The Catcher in the Rye by J.D. Salinger

“when you’re not looking, somebody’ll sneak up and write “Fuck you” right under your nose.”
― J.D. Salinger, The Catcher in the Rye

When I started reading The Catcher in the Rye I didn’t expect much of it. And I wish I could say I hated this book, I really do. I’ve only written reviews about how much I loved a book, never about how much I hated one. But I didn’t hate The Catcher in the Rye at all. Although the plot was simple, I thought this book was funny, compelling, and I could really empathize with Holden, the protagonist, all throughout the book.

The book mainly takes place in New York, but it starts in Pennsylvania. Holden Caulfield is a 16 year old teenager that just got kicked out of his school, Pencey Prep. He failed at almost all of his subjects there. He doesn’t really know what he wants to do. So when his roommate Stradlater and he get into a fight, he decides he’s had enough of his school and takes a train to New York. His plan is to check into a hotel for a few days, because his parents aren’t expecting him to come home yet. From that moment on he mostly just does what he feels like doing.

J.D. Salinger ’s most famous book is about being lost, lonely and about not having many connections with anyone or anything. His brilliant first novel was published in 1951 and it immediately became popular. It was on the New York Times Bestseller list for thirty weeks and it was named by Modern Library as one of the 100 best English-language novels of the 20th century.

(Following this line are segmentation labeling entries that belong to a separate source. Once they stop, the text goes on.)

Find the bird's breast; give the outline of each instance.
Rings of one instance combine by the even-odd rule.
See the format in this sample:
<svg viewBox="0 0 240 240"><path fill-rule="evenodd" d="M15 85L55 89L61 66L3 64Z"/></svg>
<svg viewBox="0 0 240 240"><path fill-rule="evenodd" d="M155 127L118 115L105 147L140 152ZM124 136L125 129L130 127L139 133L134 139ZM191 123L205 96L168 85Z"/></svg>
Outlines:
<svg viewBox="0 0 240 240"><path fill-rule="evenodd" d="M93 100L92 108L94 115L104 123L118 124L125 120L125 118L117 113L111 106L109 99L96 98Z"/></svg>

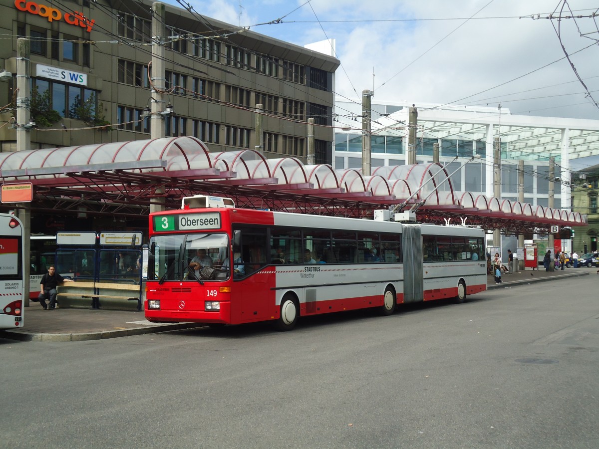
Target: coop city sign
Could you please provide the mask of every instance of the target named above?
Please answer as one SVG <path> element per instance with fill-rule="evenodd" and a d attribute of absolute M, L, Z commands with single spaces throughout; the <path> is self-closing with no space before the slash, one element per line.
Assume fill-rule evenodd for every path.
<path fill-rule="evenodd" d="M 14 0 L 14 6 L 19 11 L 26 11 L 30 14 L 46 17 L 49 22 L 52 22 L 53 20 L 60 20 L 62 19 L 69 25 L 85 28 L 88 33 L 92 31 L 92 27 L 96 22 L 95 20 L 87 19 L 83 15 L 83 13 L 80 13 L 78 11 L 74 11 L 72 13 L 65 13 L 62 14 L 56 8 L 42 5 L 34 1 Z"/>

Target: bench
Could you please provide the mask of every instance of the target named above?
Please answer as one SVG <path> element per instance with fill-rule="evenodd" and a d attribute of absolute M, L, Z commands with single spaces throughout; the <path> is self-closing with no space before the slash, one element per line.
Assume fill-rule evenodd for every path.
<path fill-rule="evenodd" d="M 141 291 L 138 285 L 105 282 L 66 282 L 56 289 L 56 299 L 60 307 L 89 307 L 92 300 L 92 308 L 102 308 L 117 310 L 132 310 L 129 301 L 136 301 L 135 309 L 141 310 Z M 126 303 L 123 304 L 123 301 Z"/>

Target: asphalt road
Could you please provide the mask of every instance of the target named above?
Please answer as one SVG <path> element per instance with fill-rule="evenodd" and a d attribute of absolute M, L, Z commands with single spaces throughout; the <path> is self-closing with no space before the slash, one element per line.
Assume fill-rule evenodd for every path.
<path fill-rule="evenodd" d="M 597 281 L 286 333 L 0 339 L 0 447 L 598 448 Z"/>

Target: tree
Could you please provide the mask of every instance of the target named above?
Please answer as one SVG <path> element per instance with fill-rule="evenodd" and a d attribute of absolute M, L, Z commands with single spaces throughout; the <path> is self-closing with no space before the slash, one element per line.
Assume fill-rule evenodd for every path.
<path fill-rule="evenodd" d="M 106 125 L 110 125 L 104 116 L 104 104 L 100 103 L 96 107 L 96 95 L 92 93 L 87 99 L 81 102 L 80 95 L 73 99 L 72 104 L 69 110 L 69 116 L 71 119 L 83 120 L 90 126 L 104 126 L 99 128 L 110 131 L 111 128 Z"/>
<path fill-rule="evenodd" d="M 37 86 L 31 90 L 31 117 L 39 127 L 52 126 L 60 120 L 60 114 L 52 109 L 50 90 L 40 94 Z"/>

The Catcher in the Rye has been compared to Mark Twain’s The Adventures of Huckleberry Finn, because it also about a rebellious boy and Mark Twain used the same kind of humor and language in his book. Salinger wrote The Catcher in the Rye in a way that really gets to you. He admitted that the book was ‘sort of’ autobiographical and he said that his boyhood used to be a lot like Holden’s.  His way of writing follows the processes of Holden’s thoughts from beginning to end. It shows you exactly how he thinks and I loved the way Holden thinks. He criticizes a lot of things people do and say. He often thinks people are ‘phony’ and he can be very sarcastic. That killed me.

“If you had a million years to do it in, you couldn’t rub out even half the “Fuck you” signs in the world. It’s impossible.”
― J.D. Salinger, The Catcher in the Rye

Holden can also get very depressed and lonely. When that happens he calls or talks to a random person, sometimes to someone he already knows sometimes to someone he’s just met. Just for the company. Which is something, I believe, many people have experienced themselves some time in their life.

The Catcher in the Rye is by far the most interesting and most realistic novel about being a teenager I have read so far. It shifts between funny and sad, as Holden’s mood changes. I think everyone can relate to what Holden feels and thinks. It’s a book you won’t be able forget, once you’ve finished reading it.

“I think, even, if I ever die, and they stick me in a cemetery, and I have a tombstone and all, it’ll say ‘Holden Caulfield’ on it, and then what year I was born and what year I died, and then right under that it’ll say ‘Fuck you.’ I’m positive, in fact.”